00:17:19.460 | So first, we create a map function.

00:17:22.340 | And what we're going to do is just

00:17:25.980 | apply whatever is inside this function to our data set.

00:17:29.340 | And it will reformat everything in our data set

00:17:32.100 | to this format that we set up here.

00:17:35.500 | So our input IDs, let's just change that to input.

00:17:41.020 | We have the mass, and we have the labels.

00:17:42.980 | And all we want to do is return input IDs and mass together.

00:17:52.300 | And we're also going to give them these key names

00:17:57.580 | so that we can map the correct tensor to the correct input

00:18:01.700 | later on in the model.

00:18:03.380 | So we go input IDs.

00:18:06.220 | We have our attention mass, which goes to our mass.

00:18:12.780 | And then that is the first part of our tuple.

00:18:16.460 | And then we also have the labels,

00:18:18.020 | which is the second part.

00:18:19.900 | And that's all we need to do for creating that map function.

00:18:24.140 | And then like I said before, data set

00:18:25.540 | makes things very easy for us.

00:18:27.260 | So to actually apply that mapping function,

00:18:29.820 | all we need to do is data set dot map, map function.

00:18:37.100 | So now let's have a quick look at what we have,

00:18:40.020 | see if the format has changed or the shape.

00:18:45.140 | OK, you can see now we have--

00:18:47.420 | so it's all within a tuple.

00:18:50.700 | This is the 1 index of that tuple.

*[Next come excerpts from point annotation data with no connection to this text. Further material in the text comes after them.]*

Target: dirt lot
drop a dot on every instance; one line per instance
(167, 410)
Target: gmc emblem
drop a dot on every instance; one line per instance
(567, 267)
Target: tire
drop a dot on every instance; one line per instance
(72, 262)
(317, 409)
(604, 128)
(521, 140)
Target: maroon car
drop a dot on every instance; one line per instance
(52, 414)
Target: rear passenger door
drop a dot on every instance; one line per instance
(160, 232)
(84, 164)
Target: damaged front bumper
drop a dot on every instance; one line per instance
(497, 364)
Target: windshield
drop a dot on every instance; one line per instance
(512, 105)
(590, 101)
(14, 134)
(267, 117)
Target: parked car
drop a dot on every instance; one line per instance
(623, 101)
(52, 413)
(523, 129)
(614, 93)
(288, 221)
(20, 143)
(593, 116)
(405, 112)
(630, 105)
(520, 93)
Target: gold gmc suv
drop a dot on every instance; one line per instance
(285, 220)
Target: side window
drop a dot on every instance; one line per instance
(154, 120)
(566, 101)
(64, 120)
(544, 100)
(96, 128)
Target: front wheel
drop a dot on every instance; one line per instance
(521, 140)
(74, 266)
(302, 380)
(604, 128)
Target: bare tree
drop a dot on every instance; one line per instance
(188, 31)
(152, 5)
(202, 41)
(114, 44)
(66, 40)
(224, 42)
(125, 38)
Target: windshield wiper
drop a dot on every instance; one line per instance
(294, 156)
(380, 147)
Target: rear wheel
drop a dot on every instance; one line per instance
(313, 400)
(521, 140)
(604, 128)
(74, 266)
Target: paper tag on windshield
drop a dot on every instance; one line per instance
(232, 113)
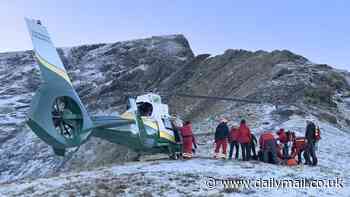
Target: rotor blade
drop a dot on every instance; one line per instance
(214, 98)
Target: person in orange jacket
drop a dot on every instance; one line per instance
(268, 148)
(244, 138)
(233, 139)
(188, 139)
(298, 147)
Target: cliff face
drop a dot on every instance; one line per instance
(105, 74)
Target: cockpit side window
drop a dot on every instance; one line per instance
(167, 123)
(145, 109)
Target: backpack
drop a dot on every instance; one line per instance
(318, 133)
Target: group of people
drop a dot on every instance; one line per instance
(282, 147)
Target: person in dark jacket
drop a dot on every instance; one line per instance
(221, 136)
(188, 139)
(233, 139)
(310, 145)
(244, 138)
(253, 144)
(268, 148)
(282, 137)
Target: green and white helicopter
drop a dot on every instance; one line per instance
(59, 118)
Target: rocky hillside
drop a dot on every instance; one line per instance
(104, 75)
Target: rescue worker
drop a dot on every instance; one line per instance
(233, 139)
(253, 143)
(310, 135)
(298, 147)
(244, 138)
(282, 137)
(221, 136)
(268, 147)
(187, 140)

00:18:53.860 | This is a 0 index of that tuple.

00:18:56.300 | And in the 0 index, we have a dictionary

00:18:59.020 | with input IDs, which goes to our input ID

00:19:02.100 | tensor and attention mass, which maps to our attention mass

00:19:06.300 | tensor.

00:19:07.300 | OK, so that's great.

00:19:08.300 | And now what we want to do is actually batch this data.

00:19:12.820 | So I'm going to use a batch size of 16.

00:19:15.980 | You might want to increase or decrease this,

00:19:19.780 | probably mostly dependent on your GPU.

00:19:23.220 | I have a very good GPU.

00:19:24.620 | So I would say this is at the upper end, the size

00:19:29.420 | that you want to be using.

00:19:31.660 | And what we do here is data set dot shuffle.

00:19:38.620 | So this is going to shuffle our data set.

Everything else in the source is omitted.